Elements or Lower

Mon, 30 Aug 2004

Woking’s CMS and the Content Management Landscape

David Wheeler’s new article for perl.com is a superb explanation of how Bricolage fits into the CMS landscape. I do wish more CMS vendors would summarise their products in that way: this is what we mean by workflow, this is how we expect you to author content, this is how your site gets delivered to the visitor. Often, wading through the swamp of buzzwords on CMS vendors’ sites leaves you feeling more confused than when you began. Sometimes, the executive summary summarises nothing.

When I started developing the new CMS for Woking Borough Council, I was aware of Bricolage, and somewhat concerned that it might have been better to customise it instead of writing a new system more-or-less from scratch.

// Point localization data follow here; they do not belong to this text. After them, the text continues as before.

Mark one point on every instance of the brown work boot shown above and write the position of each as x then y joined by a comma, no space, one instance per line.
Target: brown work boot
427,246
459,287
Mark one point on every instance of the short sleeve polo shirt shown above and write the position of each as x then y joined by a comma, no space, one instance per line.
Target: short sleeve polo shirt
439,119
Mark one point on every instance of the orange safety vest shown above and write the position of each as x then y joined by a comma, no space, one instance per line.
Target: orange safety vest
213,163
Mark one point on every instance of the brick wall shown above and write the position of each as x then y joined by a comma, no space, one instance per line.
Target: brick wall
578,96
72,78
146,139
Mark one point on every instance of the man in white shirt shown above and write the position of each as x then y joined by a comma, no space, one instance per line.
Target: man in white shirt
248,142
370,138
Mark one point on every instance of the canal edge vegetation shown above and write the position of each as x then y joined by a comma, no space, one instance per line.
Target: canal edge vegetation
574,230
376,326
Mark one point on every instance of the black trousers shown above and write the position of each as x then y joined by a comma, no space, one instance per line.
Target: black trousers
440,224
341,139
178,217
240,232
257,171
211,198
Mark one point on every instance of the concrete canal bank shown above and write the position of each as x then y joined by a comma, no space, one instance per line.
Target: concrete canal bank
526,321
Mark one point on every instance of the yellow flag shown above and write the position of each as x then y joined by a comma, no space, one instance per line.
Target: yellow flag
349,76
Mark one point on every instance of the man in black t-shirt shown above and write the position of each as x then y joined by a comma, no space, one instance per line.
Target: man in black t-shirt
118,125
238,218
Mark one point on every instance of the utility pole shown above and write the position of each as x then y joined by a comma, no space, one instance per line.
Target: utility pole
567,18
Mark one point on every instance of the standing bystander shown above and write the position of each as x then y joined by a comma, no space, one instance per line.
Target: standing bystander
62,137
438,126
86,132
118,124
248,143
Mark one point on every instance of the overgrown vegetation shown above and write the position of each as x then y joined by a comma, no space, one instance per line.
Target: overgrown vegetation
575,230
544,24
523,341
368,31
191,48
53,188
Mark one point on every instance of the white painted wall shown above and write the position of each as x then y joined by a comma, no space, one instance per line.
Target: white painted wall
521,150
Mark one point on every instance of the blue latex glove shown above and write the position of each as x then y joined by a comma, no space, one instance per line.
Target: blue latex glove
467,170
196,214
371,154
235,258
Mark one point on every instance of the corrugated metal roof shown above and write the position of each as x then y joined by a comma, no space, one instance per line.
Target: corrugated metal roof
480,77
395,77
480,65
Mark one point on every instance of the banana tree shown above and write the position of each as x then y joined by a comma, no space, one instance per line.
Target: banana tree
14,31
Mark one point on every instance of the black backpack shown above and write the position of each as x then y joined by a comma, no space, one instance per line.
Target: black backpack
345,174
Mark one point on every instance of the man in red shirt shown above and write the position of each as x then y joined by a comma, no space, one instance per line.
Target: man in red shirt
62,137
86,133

I’m now reassured that, whilst Bricolage is almost certainly a better piece of programming than my efforts, it occupies a slightly different position from the one we needed.

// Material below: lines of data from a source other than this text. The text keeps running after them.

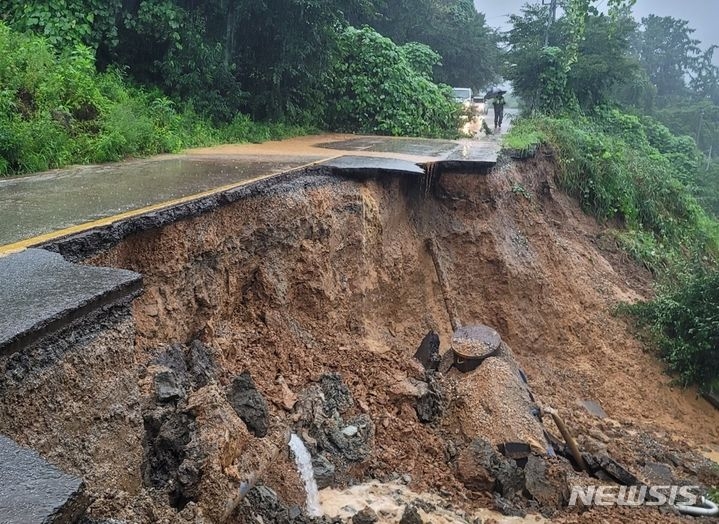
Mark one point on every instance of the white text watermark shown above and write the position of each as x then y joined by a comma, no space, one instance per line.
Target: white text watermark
634,495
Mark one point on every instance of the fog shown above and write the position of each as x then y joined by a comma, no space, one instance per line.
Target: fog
702,14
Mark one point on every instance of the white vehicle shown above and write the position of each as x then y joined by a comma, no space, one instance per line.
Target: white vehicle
462,95
480,105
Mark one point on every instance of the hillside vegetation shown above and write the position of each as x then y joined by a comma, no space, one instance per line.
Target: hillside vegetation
604,102
94,81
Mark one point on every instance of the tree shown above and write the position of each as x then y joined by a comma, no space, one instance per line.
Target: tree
453,28
375,88
587,55
668,52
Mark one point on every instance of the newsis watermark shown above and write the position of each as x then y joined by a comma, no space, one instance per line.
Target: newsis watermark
635,495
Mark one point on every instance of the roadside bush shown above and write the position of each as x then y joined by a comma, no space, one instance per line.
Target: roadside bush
56,109
374,88
684,324
634,173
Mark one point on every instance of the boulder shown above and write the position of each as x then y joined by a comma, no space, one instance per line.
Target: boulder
428,352
249,404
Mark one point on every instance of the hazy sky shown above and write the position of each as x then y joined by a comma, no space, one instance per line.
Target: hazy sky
702,14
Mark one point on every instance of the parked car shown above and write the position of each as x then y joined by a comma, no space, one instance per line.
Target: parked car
480,105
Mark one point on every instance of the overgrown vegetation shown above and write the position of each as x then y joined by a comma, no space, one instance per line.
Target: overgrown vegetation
598,90
102,80
403,100
56,109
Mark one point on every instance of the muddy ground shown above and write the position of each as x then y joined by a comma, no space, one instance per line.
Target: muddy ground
323,281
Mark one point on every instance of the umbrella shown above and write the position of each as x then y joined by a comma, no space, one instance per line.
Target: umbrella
494,93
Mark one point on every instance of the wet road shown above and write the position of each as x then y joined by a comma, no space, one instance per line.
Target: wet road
35,209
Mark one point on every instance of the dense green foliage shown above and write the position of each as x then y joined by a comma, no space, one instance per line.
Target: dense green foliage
684,322
453,28
598,96
381,88
137,77
57,110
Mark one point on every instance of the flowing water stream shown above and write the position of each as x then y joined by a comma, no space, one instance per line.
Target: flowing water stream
303,459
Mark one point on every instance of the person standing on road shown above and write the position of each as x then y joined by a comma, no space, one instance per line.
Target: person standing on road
498,111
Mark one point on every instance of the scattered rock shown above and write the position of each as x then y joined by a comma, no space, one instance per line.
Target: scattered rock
593,408
540,487
167,435
324,471
428,352
658,474
430,407
603,466
472,344
167,387
366,516
350,431
337,395
446,361
507,508
410,516
249,404
289,399
203,368
355,448
481,468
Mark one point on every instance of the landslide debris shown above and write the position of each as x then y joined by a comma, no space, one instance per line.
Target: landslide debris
323,291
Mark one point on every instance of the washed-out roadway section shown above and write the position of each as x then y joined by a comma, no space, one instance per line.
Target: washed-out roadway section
73,211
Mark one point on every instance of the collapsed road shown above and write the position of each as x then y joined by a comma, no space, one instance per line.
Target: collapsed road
395,304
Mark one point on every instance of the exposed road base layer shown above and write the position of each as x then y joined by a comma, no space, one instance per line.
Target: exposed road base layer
45,293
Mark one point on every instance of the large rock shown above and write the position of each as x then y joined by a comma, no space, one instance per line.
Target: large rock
546,483
430,406
481,468
428,352
494,403
324,471
249,404
410,516
337,395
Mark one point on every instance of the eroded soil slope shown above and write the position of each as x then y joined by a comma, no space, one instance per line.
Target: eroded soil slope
327,275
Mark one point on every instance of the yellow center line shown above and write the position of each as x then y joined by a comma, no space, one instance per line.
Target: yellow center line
21,245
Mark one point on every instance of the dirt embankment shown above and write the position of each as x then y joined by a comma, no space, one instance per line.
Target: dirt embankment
334,276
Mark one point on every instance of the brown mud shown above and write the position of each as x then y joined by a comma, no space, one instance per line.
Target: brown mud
329,275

The key element here was that the existing Woking site contained a fair sampling of CGI applications that we wanted to preserve in the new site — things like the Planning Applications search, The Woking Forum, the events guide and the Council meetings system. These systems needed, of course, to present their content dynamically, but in a way nonetheless integrated into the CMS navigation and presentation system. Consequently, it seemed clear that the presentation aspect of the site itself should be dynamic, rather than generated as static pages by “publishing” content from the CMS administration area.

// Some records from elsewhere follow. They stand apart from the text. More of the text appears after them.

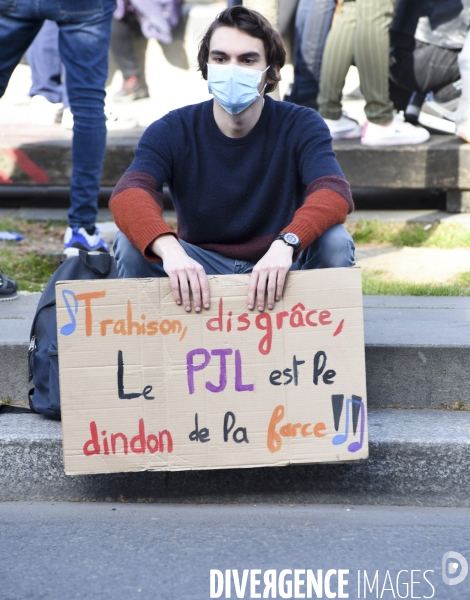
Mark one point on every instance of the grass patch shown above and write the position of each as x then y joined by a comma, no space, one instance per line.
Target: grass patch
438,235
30,271
374,284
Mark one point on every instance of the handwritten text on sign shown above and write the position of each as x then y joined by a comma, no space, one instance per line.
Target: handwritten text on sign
144,385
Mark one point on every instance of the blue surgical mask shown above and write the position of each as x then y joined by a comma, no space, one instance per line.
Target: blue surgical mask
235,88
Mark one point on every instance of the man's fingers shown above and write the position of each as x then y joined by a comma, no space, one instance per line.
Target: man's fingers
184,287
281,280
261,287
195,286
252,289
205,289
175,285
272,279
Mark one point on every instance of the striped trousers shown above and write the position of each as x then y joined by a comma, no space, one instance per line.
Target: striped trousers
360,36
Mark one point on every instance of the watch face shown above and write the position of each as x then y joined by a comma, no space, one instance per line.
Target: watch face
291,238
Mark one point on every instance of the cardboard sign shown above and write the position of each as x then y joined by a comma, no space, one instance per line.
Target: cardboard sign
145,385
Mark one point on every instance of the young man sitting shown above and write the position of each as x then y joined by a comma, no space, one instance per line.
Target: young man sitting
255,182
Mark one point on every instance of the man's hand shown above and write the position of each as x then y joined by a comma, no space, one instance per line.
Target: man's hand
186,275
269,274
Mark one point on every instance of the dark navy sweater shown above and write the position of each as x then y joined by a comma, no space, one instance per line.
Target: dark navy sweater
233,195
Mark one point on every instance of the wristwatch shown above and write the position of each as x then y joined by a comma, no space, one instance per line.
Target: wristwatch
291,240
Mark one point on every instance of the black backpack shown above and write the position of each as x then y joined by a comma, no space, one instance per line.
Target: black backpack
43,360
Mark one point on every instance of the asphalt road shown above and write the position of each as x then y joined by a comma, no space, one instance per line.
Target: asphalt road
68,551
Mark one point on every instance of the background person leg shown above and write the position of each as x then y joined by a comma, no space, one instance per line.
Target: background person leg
84,49
312,23
337,58
371,55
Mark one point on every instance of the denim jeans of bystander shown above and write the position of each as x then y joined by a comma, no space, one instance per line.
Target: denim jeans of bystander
84,38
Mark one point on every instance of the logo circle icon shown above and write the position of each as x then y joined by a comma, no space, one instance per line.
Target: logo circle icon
450,569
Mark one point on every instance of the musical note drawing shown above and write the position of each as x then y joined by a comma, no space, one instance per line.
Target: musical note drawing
69,328
357,409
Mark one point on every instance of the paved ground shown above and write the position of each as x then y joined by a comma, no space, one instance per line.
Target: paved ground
118,551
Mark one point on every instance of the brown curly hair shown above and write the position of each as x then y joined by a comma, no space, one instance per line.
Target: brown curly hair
254,24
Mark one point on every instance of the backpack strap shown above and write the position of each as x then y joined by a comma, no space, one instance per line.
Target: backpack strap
11,408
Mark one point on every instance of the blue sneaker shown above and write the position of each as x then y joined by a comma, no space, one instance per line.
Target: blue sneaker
8,288
77,237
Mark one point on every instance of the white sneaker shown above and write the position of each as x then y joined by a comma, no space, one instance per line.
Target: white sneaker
43,112
343,128
397,133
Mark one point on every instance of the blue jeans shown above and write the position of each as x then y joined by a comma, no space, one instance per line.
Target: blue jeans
47,71
84,37
312,23
335,248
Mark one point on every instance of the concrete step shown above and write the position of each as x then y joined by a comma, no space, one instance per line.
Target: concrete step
417,457
417,350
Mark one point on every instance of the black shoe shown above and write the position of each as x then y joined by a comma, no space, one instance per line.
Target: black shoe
414,107
133,88
8,288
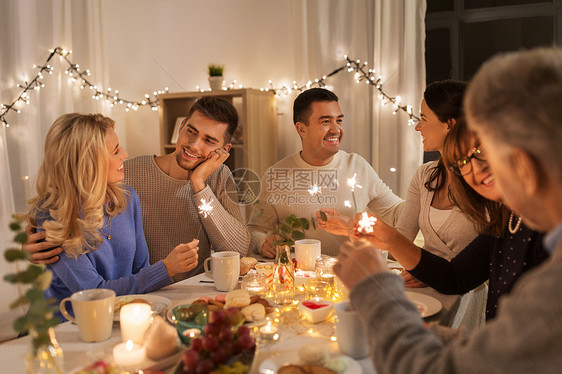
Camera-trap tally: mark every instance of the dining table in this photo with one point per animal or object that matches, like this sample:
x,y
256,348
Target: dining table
x,y
78,354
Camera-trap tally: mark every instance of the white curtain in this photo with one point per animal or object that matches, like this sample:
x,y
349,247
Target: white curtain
x,y
29,28
390,35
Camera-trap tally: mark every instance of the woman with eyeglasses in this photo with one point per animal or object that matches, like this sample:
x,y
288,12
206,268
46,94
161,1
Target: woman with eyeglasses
x,y
504,250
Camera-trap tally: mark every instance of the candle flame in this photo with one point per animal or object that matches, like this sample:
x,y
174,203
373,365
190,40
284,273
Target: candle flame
x,y
129,345
366,223
314,189
205,208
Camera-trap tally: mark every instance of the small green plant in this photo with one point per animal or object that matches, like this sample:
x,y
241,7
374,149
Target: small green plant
x,y
292,229
216,70
39,316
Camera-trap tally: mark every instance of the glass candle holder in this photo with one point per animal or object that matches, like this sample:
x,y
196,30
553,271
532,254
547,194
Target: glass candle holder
x,y
325,276
255,284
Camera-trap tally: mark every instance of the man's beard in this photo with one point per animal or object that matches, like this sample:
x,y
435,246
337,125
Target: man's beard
x,y
185,164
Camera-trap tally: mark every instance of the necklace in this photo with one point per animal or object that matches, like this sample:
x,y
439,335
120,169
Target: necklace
x,y
108,223
511,229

This means that there are four principal resource types within the Woking CMS:

  1. Text resources
  2. PDF resources
  3. Database resources
  4. External database resources

The first of these is the traditional web page — content is authored visually, using a highly customised version of HTMLArea, which the presentation system wraps into the site templates and navigation in a predictable way. PDF resources are PDF documents uploaded to the site and integrated as resources within the site navigation. Database resources are the CGI scripts I mentioned above, converted to output their content to the presentation system in the same way that the static content of a text resource is passed through. Finally, external database resources are external systems whose output is proxied over HTTP and transformed in order to be passed through the presentation system as well. This means that, with a suitable XSLT filter, more-or-less anything can be integrated into the site in a way that’s invisible to the end user.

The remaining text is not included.